Se casaron enamorados.
Él siempre decía que había encontrado a la mujer más hermosa del mundo. Pero los años trajeron algo que ninguno esperaba: una enfermedad en la piel comenzó a cambiar el rostro de ella. Poco a poco, su belleza exterior se fue desvaneciendo.
Un día, él tuvo que salir de viaje. De regreso, sufrió un accidente que le arrebató la vista. A partir de ahí, su mundo quedó en sombras, pero su vida juntos siguió igual. Las sonrisas, las charlas, los paseos de la mano… nada cambió entre ellos.
Mientras la enfermedad avanzaba, él, ciego, jamás vio cómo la enfermedad transformaba el cuerpo de la mujer que amaba. Y así, su amor seguía intacto. Él la seguía amando como siempre. Y ella, a él.

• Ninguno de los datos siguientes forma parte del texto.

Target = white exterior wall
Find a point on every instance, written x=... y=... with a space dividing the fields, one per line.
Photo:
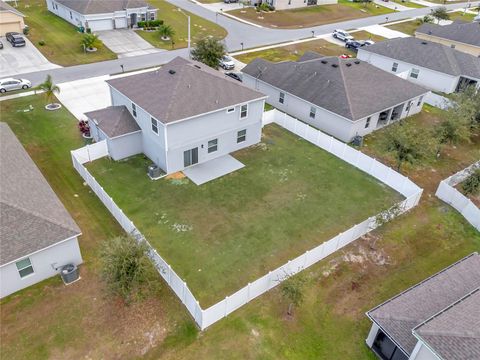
x=57 y=255
x=331 y=123
x=430 y=79
x=196 y=132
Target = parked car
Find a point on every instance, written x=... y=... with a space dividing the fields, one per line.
x=10 y=84
x=15 y=39
x=227 y=62
x=342 y=35
x=234 y=76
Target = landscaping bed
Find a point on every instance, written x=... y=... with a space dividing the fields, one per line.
x=221 y=235
x=312 y=15
x=61 y=39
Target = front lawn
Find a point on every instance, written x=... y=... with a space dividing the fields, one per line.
x=62 y=40
x=200 y=28
x=311 y=15
x=290 y=197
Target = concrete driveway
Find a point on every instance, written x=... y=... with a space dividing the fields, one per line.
x=18 y=60
x=125 y=43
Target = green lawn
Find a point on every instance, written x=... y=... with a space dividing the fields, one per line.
x=62 y=40
x=38 y=323
x=311 y=15
x=228 y=232
x=200 y=28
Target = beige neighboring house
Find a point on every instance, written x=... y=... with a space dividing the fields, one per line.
x=11 y=20
x=460 y=35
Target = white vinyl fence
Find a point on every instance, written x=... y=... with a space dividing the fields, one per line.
x=214 y=313
x=447 y=192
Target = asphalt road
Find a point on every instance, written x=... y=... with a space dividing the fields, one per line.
x=238 y=33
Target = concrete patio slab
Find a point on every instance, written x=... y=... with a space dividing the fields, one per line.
x=213 y=169
x=126 y=43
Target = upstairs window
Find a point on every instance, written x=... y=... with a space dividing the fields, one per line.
x=154 y=125
x=244 y=111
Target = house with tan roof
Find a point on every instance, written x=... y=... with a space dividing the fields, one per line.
x=181 y=115
x=37 y=234
x=98 y=15
x=436 y=319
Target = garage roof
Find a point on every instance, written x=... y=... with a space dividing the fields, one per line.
x=31 y=216
x=86 y=7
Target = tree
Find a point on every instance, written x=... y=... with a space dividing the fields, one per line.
x=440 y=13
x=49 y=89
x=293 y=291
x=124 y=266
x=209 y=51
x=166 y=32
x=408 y=143
x=90 y=41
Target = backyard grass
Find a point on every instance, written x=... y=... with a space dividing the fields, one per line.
x=51 y=321
x=62 y=40
x=200 y=28
x=230 y=231
x=312 y=15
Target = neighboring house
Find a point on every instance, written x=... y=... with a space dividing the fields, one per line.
x=437 y=319
x=435 y=66
x=37 y=235
x=460 y=35
x=180 y=115
x=293 y=4
x=98 y=15
x=342 y=97
x=11 y=20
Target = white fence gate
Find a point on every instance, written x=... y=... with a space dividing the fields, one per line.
x=447 y=192
x=214 y=313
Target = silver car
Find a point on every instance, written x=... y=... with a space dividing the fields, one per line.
x=11 y=84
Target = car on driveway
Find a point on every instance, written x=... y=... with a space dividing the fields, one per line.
x=227 y=62
x=342 y=35
x=10 y=84
x=15 y=39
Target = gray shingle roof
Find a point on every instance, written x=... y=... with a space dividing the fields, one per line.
x=6 y=7
x=31 y=216
x=464 y=32
x=114 y=120
x=429 y=55
x=86 y=7
x=182 y=89
x=454 y=334
x=401 y=314
x=341 y=86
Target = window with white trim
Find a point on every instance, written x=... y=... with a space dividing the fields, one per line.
x=414 y=73
x=243 y=111
x=241 y=136
x=154 y=125
x=212 y=145
x=24 y=267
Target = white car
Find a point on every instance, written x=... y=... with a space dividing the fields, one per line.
x=342 y=35
x=227 y=63
x=10 y=84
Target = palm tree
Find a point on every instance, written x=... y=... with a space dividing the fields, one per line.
x=166 y=32
x=49 y=88
x=90 y=41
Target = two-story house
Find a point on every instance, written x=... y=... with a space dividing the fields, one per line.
x=183 y=114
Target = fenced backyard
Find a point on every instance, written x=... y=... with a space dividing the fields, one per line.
x=447 y=192
x=212 y=314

Hasta que un día ella partió. Su partida lo dejó con el corazón destrozado. Después de darle el último adiós y arreglar todo, decidió marcharse de aquella ciudad llena de recuerdos.
Alguien, al verlo partir solo, se acercó con preocupación:
—¿Y ahora? ¿Cómo vas a caminar sin ella? Siempre fue tu guía.
El hombre guardó silencio unos segundos, bajó la cabeza y respondió:
—Yo siempre pude ver.
Solo fingí ser ciego.
Porque sabía que, si ella notaba los cambios en su piel, su dolor sería aún mayor.
No me enamoré solo de su belleza, me enamoré de su alma. Fingí no ver… para que ella pudiera vivir sus últimos años en paz, sin sentirse menos hermosa.
Porque cuando de verdad amas a alguien, haces lo que sea para proteger su dignidad, su alegría y su tranquilidad.
A veces, es mejor no señalar lo que hiere. Porque lo que de verdad importa, no envejece. El alma… siempre sigue siendo hermosa.